Critic Is Large; Contains Multitudes, or "Masters Are Masterful"

Exploring Bartok's Legacy With Plenty of Energy
Anthony Tommasini, New York Times, 11/1/2011

Let's leave aside (by which I mean: let's don't) that the title editor made the random choice to capitalize one of the prepositions and not the other. In virtually every style format exactly zero percent of prepositions in titles should be thusly treated, but maybe it's some new quirk in Chicago 16 of which I'm not yet aware; because, hey: if you didn't change a bunch of shit, why would you need to issue a new edition? It's not like every editor in the world is basically required to buy one every time you...oh, right.

Figure 1: The University of Chicago, publisher of the aforementioned eponymous ubiquitous style guide. So that's how they fund their insanely wacky devastatingly influential school of economics.

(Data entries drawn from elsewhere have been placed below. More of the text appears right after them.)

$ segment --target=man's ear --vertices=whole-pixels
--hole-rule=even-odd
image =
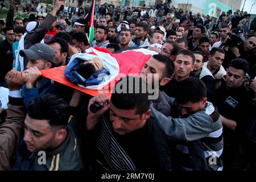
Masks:
[[[151,110],[148,109],[146,112],[143,113],[142,115],[142,119],[143,120],[147,121],[149,117],[150,117],[150,114],[151,114]]]
[[[160,83],[159,83],[160,86],[164,86],[164,85],[166,85],[170,80],[171,80],[171,79],[170,78],[163,77],[160,81]]]
[[[57,140],[62,140],[67,135],[67,130],[60,129],[55,133],[55,139]]]
[[[48,68],[51,68],[51,67],[52,67],[52,63],[51,62],[47,62],[46,63],[45,65],[44,65],[44,68],[45,69],[48,69]]]
[[[207,102],[207,97],[204,97],[203,98],[202,98],[201,100],[201,104],[202,105],[203,105],[204,106],[204,105],[205,105],[205,103]]]

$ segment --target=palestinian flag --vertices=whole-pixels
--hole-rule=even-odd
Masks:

Master is a term applied too loosely in classical music.

This is, unedited [by me: ed.] and verbatim, the opening sentence in this review; no words have been manipulated to make it appear more prominent than it is.

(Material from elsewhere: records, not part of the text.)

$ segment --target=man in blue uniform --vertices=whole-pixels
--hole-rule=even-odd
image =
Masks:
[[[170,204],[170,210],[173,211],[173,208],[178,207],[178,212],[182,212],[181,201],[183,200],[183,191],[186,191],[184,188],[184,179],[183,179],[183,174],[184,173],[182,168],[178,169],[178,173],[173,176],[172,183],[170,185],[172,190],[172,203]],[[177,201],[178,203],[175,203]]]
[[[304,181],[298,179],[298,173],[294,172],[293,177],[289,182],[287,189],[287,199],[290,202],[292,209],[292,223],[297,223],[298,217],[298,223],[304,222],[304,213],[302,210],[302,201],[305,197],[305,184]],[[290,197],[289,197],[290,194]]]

To declare someone a master makes it sound as if an artist had reached some benchmark of skill and insight, and every performance said master gave would automatically be masterly.

I'm not sure that "mastery" necessarily equates to "consistency," but, yes, that word is thrown around pretty casually.

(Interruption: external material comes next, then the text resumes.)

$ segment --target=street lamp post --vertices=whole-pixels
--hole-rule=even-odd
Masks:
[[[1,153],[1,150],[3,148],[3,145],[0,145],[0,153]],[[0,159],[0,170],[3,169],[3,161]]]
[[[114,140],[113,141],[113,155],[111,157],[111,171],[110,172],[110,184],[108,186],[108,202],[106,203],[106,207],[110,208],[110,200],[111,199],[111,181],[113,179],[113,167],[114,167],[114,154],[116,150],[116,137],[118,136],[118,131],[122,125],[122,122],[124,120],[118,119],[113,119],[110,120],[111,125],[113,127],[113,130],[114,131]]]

In fact great musicians work constantly and continually challenge themselves.

Wow. Good thing I read the New York Times, because I just popped into existence about 45 seconds ago and thought that great musicians were, generally, incompetent but insanely fucking lucky.

But: fine. Overused designator. Too-oft typed moniker.

Maybe the definition of a master is elusive.

Wow; that's award-winning stuff right there. You think you can find insights like that in the Post?

Figure 2: The Post, winner of the "Miss Congeniality" award in the 2010 Best Partisan Rag Pageant.

But somehow you know one when you hear one, as was clear on Monday night when the pianist Andras Schiff played a recital before a full house of rapt listeners at Carnegie Hall.

Really? Let me get this straight, paraphrase-style:*

"Man, people sure throw "master" around a lot; it's vague to begin with and overuse just makes it kind of meaningless and trite. But man! You should've seen this concert! Dude was a master."

Know what? I got your master right here. Self-proclaimed is the way to go, unless you're going to wait for the Times to come around and, finally, declare you to be such.

Figure 3: True mastery is characterized by subtlety.

Become the ruling body.

*We are aware of all internet traditions.